Perry Como may be the most popular Christmas performer of all time. Thanks to his long-standing annual holiday television specials and beloved Christmas album released in 1968, Como’s face and voice became – and still is – synonymous with the sounds of the season.

That said he may have been the most misunderstood as well.

Strict

Como was a one of the “good guys” whose relaxed and laid-back demeanor came across as “lazy” to some, a misguided assessment, since Como was known to be a consummate professional who practiced and rehearsed incessantly.

“No performer in our memory rehearses his music with more careful dedication than Como.” a music critic once enthused.

Morton 6

Como also made sure each concert met his own personal and strict moral standards.

In November 1970, Como hosted a concert in Las Vegas, a comeback of sorts for the Christmas crooner, who hadn’t played a Vegas night club for over three decades.  For his grand return, Como was paid a whopping $125-thousand a week, admittedly a large sum for a Vegas act at the time.  Even Perry was surprised. “It’s more money than my father ever made in a lifetime,” he remarked.

But since it was Vegas and befitting the desert town’s reputation of gambling and prostituition,  Como’s reputation as a straight-laced performer was questioned.

Como quelled any concerns, however, when he chose a safe, clean and relatively unknown English comic named Billy Baxter to warm up the audience before the show.
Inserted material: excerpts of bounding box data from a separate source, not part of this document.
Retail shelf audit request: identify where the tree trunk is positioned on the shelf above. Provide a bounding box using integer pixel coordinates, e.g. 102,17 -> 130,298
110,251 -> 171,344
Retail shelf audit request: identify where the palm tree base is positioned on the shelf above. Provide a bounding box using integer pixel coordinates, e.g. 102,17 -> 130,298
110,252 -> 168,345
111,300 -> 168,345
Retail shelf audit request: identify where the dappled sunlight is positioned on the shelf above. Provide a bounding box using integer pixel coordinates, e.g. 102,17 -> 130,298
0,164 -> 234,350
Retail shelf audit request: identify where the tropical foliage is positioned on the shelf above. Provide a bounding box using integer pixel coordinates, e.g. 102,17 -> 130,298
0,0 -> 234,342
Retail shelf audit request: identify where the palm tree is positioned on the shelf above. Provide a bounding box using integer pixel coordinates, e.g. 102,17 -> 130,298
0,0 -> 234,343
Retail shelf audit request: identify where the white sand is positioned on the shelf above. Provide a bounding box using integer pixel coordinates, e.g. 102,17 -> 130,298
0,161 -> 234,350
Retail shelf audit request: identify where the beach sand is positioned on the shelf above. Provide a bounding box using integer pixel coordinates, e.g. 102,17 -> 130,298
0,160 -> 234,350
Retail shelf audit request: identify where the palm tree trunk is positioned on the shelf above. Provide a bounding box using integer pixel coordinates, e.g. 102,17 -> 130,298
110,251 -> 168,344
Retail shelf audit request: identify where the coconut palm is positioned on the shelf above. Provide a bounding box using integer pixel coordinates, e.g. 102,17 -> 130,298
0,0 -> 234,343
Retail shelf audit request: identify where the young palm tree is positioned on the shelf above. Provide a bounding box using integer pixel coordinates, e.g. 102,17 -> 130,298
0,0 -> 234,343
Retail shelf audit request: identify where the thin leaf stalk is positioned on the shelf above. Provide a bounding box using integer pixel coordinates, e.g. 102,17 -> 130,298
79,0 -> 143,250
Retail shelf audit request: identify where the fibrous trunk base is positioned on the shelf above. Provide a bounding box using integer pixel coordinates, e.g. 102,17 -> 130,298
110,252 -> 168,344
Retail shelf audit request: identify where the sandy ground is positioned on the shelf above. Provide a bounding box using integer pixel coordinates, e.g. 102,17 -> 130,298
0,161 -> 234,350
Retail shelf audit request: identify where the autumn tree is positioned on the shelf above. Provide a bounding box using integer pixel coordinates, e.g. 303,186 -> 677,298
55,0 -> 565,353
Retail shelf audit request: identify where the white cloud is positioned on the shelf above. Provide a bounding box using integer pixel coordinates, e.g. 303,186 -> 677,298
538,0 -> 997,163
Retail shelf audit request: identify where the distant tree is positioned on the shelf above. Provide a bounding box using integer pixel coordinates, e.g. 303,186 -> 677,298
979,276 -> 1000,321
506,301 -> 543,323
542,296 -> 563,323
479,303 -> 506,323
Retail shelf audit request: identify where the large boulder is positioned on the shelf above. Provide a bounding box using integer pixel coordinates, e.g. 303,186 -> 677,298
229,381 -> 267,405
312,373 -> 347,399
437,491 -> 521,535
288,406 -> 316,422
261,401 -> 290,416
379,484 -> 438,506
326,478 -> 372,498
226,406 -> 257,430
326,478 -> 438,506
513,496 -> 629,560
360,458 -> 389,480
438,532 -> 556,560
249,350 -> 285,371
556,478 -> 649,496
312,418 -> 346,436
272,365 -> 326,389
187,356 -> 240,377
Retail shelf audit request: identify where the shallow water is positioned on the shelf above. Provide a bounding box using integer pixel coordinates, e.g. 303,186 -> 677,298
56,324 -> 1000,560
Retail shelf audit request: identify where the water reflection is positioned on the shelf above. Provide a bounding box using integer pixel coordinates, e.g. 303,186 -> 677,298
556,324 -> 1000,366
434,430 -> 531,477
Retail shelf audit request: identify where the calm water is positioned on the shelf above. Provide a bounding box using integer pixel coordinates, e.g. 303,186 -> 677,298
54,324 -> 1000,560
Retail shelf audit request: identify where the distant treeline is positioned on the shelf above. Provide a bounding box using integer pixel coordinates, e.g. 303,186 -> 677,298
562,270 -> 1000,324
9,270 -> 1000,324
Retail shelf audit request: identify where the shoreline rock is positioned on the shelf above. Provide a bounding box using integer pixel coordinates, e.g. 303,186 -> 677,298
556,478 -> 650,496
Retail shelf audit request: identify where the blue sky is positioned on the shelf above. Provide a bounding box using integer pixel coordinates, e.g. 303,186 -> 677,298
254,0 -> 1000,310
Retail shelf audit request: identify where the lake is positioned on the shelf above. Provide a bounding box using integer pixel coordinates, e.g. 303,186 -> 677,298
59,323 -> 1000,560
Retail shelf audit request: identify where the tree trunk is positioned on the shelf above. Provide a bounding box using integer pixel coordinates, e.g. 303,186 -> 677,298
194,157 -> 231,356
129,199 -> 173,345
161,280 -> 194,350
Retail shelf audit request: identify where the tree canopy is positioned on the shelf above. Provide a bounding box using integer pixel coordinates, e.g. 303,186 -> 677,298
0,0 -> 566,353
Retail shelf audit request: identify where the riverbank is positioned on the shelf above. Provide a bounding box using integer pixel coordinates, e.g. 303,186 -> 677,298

Advisers suggested he pick an act more familiar to Vegas audiences, but Como said no.

A typical “Vegas comedian,” as he put it, was simply too dirty.

Charming

Keeping up the family friendly atmosphere accentuated in his TV specials, Como would lovingly introduced his wife Roselle during the “live” shows. Roselle, who was usually backstage and acknowledged the appreciative crowds, was just as adamant as her husband that his clean-cut image went untarnished. After one performance, Roselle received a fan’s note that pleased her immensely. “Not one smutty part, not even a hint,” the note read describing Como’s act in Vegas. “You should be very proud.”

Como’s cool temperament and sleepy manner was such a recognizable and enduring characteristic that many had to ask if it was real or just an act. Does he ever get upset? was one curious inquiry. “Perry has a temper,” his orchestra leader Mitchell Ayers answered. “He loses his temper at normal things. When were’ driving, for instance, and somebody cuts him off he really lets the offender have it.” However, Ayers added, “Como is the most charming gentleman I’ve ever met.”

Como’s popular Christmas television specials ran for 46 consecutive years ending in 1994, seven years before his death from symptoms of Alzheimer’s in 2001. He was 88.